ZURICH, Sept 20 (Reuters) - The Swiss National Bank kept its ultra-loose monetary policy in place on Thursday, citing the "fragile" exchange rate situation and rising international trade tensions and protectionism.

The SNB kept its target range for the three-month London Interbank Offered Rate (LIBOR) at -1.25 to -0.25 percent, as unanimously forecast by 36 economists polled by Reuters.

The central bank also kept the interest rate it charges on sight deposits at -0.75 percent, adding it remained ready to intervene in the foreign currency markets to counter a rise in the Swiss franc.

Both measures have been employed by the SNB to stem investor appetite for the franc over the last three and-a-half years.
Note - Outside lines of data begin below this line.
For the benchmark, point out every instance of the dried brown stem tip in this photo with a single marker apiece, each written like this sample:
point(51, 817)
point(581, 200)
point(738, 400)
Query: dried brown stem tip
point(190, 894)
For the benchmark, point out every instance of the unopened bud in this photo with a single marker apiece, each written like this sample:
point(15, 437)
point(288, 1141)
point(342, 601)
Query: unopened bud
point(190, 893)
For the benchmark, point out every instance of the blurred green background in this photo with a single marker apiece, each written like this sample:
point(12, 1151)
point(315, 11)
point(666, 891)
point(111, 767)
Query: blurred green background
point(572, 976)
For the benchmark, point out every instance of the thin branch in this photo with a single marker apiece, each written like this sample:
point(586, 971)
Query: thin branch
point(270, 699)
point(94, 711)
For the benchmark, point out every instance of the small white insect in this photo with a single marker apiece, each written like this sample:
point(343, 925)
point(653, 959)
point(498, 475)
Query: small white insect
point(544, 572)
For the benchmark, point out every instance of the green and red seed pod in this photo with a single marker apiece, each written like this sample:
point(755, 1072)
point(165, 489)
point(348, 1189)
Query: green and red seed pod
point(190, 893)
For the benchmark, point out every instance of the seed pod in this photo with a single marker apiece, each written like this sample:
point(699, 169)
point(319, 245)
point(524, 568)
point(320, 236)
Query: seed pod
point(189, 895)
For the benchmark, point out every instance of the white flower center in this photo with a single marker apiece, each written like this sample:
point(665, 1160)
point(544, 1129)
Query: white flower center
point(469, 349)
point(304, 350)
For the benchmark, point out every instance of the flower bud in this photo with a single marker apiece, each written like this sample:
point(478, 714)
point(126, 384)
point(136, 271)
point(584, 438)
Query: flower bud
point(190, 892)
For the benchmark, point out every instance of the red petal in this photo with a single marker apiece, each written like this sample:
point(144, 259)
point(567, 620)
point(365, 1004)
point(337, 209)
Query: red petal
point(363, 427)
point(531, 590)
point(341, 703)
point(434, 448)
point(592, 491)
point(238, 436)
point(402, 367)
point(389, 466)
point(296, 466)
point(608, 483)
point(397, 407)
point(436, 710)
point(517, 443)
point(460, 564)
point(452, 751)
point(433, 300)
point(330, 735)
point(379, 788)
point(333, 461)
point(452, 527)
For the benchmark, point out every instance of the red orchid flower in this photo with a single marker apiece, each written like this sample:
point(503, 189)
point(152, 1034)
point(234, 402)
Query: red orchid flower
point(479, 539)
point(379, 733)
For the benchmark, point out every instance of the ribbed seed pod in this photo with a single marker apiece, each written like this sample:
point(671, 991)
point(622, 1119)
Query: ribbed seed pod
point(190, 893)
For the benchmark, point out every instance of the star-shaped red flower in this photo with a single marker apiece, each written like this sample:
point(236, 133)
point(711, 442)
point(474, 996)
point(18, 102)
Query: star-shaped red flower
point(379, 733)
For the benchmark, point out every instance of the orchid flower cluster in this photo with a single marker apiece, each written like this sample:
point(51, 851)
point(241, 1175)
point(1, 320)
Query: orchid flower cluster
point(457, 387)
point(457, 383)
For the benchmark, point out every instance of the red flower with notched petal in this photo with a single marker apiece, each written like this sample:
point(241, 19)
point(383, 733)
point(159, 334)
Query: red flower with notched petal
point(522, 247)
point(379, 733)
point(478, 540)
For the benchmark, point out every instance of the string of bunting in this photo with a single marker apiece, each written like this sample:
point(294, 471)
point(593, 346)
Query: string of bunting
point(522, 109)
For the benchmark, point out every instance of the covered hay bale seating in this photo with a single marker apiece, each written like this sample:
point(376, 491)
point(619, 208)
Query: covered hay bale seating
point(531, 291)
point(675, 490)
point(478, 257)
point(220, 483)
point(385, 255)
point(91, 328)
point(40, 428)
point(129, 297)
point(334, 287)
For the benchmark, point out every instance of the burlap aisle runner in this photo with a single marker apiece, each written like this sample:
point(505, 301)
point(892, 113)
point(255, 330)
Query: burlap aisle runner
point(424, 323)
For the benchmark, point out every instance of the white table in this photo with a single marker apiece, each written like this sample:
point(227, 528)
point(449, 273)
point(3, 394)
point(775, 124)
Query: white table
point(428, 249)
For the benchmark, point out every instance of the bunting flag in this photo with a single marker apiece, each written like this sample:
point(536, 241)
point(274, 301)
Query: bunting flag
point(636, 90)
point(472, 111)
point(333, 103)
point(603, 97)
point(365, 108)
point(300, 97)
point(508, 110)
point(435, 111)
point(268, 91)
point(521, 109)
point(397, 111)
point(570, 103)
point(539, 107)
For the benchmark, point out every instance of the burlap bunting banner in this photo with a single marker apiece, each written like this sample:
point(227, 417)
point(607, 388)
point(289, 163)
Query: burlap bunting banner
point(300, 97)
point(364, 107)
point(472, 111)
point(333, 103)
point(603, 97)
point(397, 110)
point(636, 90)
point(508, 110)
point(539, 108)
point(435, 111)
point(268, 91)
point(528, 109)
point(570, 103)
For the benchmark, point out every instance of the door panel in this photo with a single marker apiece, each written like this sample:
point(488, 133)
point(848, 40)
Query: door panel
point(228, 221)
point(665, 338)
The SNB maintained its description of the franc as "highly valued", adding the currency's recent strengthening illustrated how the situation on the currency markets was "fragile".

The central bank raised its expectations for the Swiss economy, saying it expected Swiss GDP to expand by 2.5 to 3 percent during 2018, up from its June forecast for growth of "around 2 percent".
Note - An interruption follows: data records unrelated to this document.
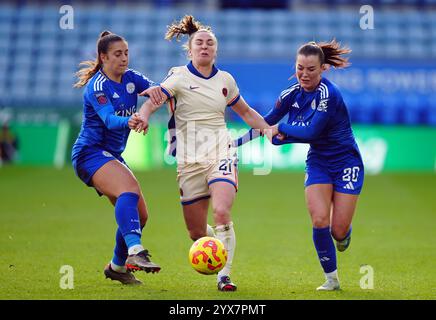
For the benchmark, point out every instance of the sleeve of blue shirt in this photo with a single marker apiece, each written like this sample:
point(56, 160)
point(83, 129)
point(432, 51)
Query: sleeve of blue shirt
point(315, 127)
point(141, 82)
point(272, 117)
point(103, 107)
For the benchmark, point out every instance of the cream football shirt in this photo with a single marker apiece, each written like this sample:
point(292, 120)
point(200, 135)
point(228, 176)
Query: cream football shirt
point(197, 105)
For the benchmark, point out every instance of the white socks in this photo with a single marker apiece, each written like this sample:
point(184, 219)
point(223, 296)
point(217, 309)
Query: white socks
point(118, 268)
point(226, 234)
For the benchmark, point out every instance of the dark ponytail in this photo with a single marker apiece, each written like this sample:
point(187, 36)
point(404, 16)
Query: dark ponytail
point(91, 67)
point(328, 52)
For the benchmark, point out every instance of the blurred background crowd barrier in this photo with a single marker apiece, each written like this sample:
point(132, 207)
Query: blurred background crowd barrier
point(389, 88)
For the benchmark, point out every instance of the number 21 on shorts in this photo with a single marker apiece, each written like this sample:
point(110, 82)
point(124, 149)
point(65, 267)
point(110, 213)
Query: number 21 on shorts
point(226, 166)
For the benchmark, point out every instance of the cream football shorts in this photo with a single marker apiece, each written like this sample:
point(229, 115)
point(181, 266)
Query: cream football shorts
point(195, 178)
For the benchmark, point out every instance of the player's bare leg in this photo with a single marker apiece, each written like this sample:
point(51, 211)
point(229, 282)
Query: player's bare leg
point(319, 202)
point(344, 206)
point(223, 195)
point(115, 180)
point(195, 215)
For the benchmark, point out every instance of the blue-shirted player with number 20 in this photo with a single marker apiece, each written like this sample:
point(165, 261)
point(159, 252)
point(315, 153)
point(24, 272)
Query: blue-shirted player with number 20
point(110, 98)
point(334, 169)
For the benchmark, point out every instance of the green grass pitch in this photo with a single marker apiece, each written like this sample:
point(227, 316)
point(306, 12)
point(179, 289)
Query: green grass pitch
point(48, 219)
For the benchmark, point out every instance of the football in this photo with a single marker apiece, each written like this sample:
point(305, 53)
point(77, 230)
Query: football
point(208, 255)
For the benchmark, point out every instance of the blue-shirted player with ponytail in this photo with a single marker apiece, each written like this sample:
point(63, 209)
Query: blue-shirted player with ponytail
point(110, 98)
point(334, 169)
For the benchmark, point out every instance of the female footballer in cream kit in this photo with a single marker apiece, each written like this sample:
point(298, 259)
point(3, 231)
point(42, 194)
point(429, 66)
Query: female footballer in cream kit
point(199, 94)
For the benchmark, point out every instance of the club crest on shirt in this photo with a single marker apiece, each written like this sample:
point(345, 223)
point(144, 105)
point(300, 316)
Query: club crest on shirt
point(101, 98)
point(130, 87)
point(322, 106)
point(107, 154)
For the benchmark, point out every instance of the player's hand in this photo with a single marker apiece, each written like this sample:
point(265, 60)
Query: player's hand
point(280, 137)
point(156, 95)
point(137, 123)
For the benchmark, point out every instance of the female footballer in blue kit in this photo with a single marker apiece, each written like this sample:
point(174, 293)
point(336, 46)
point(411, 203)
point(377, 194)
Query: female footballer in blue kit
point(334, 169)
point(110, 99)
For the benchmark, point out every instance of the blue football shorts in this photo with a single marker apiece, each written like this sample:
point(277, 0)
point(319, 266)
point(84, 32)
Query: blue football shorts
point(89, 160)
point(346, 175)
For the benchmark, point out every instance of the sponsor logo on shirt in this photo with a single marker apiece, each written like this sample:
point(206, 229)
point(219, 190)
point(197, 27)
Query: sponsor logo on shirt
point(130, 87)
point(322, 106)
point(101, 98)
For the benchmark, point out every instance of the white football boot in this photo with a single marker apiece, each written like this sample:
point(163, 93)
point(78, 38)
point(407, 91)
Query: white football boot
point(331, 284)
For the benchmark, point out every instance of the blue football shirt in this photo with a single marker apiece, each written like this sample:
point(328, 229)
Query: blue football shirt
point(107, 108)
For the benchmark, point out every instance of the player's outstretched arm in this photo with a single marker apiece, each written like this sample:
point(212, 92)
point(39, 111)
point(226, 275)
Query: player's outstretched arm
point(249, 115)
point(143, 116)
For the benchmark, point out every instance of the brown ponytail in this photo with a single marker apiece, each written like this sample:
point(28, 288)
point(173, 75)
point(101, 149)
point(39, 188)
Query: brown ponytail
point(91, 67)
point(328, 52)
point(187, 25)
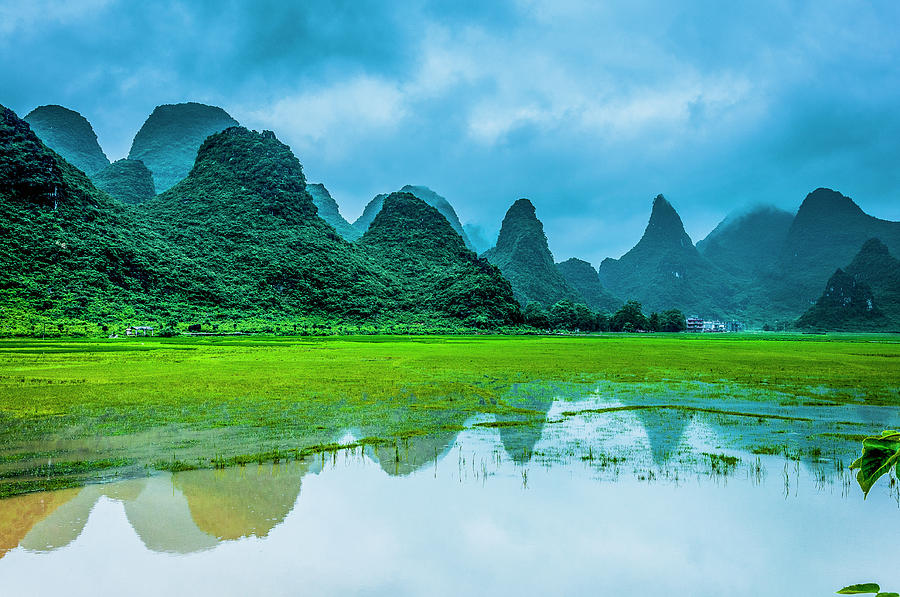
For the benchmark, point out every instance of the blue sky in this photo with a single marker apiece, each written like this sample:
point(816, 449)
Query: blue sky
point(589, 109)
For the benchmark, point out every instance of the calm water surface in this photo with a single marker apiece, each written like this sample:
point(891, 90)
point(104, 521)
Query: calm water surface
point(620, 503)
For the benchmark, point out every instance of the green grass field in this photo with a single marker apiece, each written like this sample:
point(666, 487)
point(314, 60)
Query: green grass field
point(83, 410)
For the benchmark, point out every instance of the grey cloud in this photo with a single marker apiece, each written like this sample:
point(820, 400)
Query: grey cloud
point(590, 109)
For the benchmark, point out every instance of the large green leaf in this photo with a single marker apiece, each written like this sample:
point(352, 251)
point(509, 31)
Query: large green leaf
point(879, 455)
point(868, 587)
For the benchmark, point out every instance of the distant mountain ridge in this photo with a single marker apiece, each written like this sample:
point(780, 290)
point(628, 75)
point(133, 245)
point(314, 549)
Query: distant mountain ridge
point(748, 243)
point(328, 211)
point(443, 206)
point(524, 257)
point(127, 180)
point(664, 270)
point(863, 296)
point(826, 233)
point(582, 276)
point(69, 134)
point(439, 271)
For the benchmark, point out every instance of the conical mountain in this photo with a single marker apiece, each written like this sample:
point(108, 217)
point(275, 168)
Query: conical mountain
point(129, 181)
point(69, 134)
point(425, 194)
point(665, 271)
point(437, 271)
point(243, 215)
point(582, 276)
point(168, 141)
point(747, 243)
point(328, 211)
point(524, 257)
point(826, 234)
point(70, 249)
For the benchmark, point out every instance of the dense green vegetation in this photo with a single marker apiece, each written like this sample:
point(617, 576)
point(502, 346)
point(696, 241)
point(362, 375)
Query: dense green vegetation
point(328, 211)
point(665, 270)
point(827, 232)
point(372, 208)
point(100, 407)
point(846, 304)
point(69, 134)
point(747, 244)
point(70, 253)
point(522, 254)
point(237, 245)
point(439, 272)
point(168, 141)
point(582, 276)
point(129, 181)
point(864, 297)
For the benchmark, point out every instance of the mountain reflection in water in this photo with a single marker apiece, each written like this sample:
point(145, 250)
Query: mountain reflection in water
point(522, 509)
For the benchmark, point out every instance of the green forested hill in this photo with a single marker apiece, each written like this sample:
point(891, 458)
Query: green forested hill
point(443, 206)
point(664, 270)
point(524, 257)
point(826, 234)
point(582, 276)
point(864, 296)
point(435, 268)
point(68, 250)
point(168, 141)
point(69, 134)
point(243, 214)
point(238, 239)
point(874, 265)
point(328, 211)
point(846, 304)
point(129, 181)
point(748, 243)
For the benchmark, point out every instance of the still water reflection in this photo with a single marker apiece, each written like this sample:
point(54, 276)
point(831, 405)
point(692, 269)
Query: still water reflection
point(624, 503)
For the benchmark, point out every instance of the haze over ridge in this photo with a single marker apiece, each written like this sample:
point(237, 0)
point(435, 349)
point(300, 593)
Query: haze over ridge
point(602, 109)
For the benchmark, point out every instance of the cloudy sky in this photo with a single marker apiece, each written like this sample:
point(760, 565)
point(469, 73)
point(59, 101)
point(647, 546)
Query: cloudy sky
point(588, 108)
The SNB said it still expected Swiss inflation of 0.9 percent this year. It lowered its inflation forecasts to 0.8 percent in 2019 and to 1.2 percent in 2020. It had earlier seen 1.6 percent inflation in 2020.
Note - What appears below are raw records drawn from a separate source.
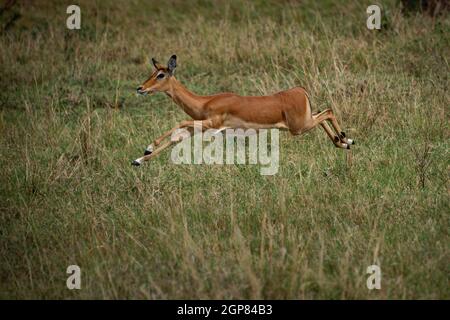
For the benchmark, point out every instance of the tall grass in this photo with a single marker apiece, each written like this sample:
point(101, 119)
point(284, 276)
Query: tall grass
point(70, 123)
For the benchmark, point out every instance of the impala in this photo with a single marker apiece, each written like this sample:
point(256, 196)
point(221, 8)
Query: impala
point(286, 110)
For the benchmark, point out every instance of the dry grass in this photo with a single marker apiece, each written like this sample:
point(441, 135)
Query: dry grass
point(70, 123)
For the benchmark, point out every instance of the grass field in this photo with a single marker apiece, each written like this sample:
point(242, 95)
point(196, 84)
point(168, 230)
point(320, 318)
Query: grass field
point(70, 123)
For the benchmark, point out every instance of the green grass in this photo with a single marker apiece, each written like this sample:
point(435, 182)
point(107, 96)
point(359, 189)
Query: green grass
point(70, 123)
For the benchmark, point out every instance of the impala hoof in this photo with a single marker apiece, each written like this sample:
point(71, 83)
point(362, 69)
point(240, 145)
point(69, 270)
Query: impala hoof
point(149, 150)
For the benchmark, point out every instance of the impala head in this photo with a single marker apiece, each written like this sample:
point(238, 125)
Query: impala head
point(160, 78)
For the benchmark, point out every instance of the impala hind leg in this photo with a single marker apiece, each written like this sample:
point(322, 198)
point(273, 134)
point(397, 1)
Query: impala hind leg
point(329, 115)
point(337, 142)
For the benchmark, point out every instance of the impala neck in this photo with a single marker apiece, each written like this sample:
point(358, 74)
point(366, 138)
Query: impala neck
point(191, 103)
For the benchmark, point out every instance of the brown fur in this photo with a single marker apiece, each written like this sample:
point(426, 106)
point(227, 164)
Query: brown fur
point(288, 110)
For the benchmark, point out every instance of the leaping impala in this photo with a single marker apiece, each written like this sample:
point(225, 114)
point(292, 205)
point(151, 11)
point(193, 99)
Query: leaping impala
point(286, 110)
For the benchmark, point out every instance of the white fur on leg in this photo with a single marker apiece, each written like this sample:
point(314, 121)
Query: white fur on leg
point(149, 148)
point(138, 161)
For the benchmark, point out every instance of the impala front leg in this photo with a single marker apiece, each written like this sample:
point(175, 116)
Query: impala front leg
point(206, 124)
point(158, 140)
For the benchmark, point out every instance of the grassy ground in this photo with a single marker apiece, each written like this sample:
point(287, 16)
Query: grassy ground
point(70, 123)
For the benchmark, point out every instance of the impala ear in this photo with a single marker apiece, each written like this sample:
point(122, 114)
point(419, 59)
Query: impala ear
point(156, 64)
point(172, 64)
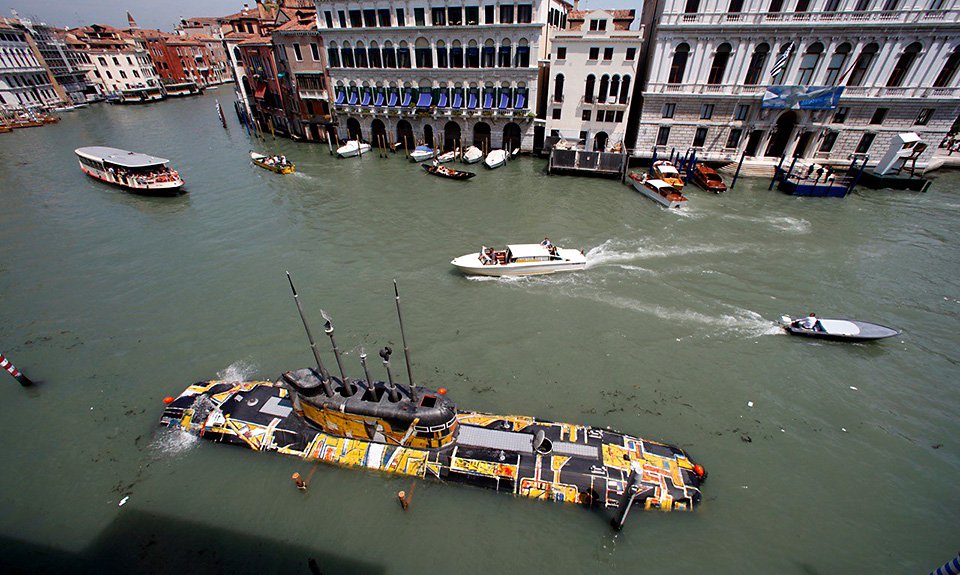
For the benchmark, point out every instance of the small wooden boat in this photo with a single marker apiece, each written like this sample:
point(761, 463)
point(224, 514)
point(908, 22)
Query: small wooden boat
point(445, 172)
point(422, 154)
point(657, 190)
point(281, 166)
point(352, 149)
point(130, 170)
point(521, 260)
point(472, 155)
point(838, 329)
point(708, 179)
point(495, 159)
point(664, 170)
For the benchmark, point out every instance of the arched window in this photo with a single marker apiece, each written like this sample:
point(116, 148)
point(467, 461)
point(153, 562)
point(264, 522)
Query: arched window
point(588, 89)
point(503, 57)
point(863, 63)
point(757, 62)
point(679, 65)
point(604, 85)
point(946, 75)
point(809, 63)
point(719, 67)
point(836, 63)
point(904, 64)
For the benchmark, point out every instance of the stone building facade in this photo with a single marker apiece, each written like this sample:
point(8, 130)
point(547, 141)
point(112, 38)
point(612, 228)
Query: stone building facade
point(840, 77)
point(443, 73)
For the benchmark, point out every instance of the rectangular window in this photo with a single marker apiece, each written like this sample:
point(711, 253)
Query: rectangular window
point(829, 139)
point(663, 135)
point(923, 118)
point(733, 140)
point(864, 146)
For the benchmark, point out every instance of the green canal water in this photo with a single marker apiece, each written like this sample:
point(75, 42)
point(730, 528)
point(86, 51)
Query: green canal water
point(822, 458)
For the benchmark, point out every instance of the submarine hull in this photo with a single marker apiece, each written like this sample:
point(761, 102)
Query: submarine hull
point(566, 463)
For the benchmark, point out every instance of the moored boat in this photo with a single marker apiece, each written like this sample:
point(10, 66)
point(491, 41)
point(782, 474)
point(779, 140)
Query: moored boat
point(708, 179)
point(521, 260)
point(666, 171)
point(277, 164)
point(417, 431)
point(421, 154)
point(352, 149)
point(472, 155)
point(133, 171)
point(495, 159)
point(446, 172)
point(657, 190)
point(837, 329)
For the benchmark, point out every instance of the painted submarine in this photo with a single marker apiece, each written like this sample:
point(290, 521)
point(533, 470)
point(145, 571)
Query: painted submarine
point(413, 430)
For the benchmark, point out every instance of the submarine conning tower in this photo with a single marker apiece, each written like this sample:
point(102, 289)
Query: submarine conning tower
point(361, 410)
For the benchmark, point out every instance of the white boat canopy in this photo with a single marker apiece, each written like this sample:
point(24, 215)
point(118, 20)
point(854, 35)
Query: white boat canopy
point(524, 251)
point(119, 157)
In recent weeks the franc has risen to its highest level since July 2017 as the safe-haven currency attracted interest due to concerns about Italy's budget and rising trade tensions around the world.

But the SNB has stayed broadly on the sidelines and not relaunched its currency market interventions to weaken the franc, whose strength weighs on Switzerland's export-orientated economy.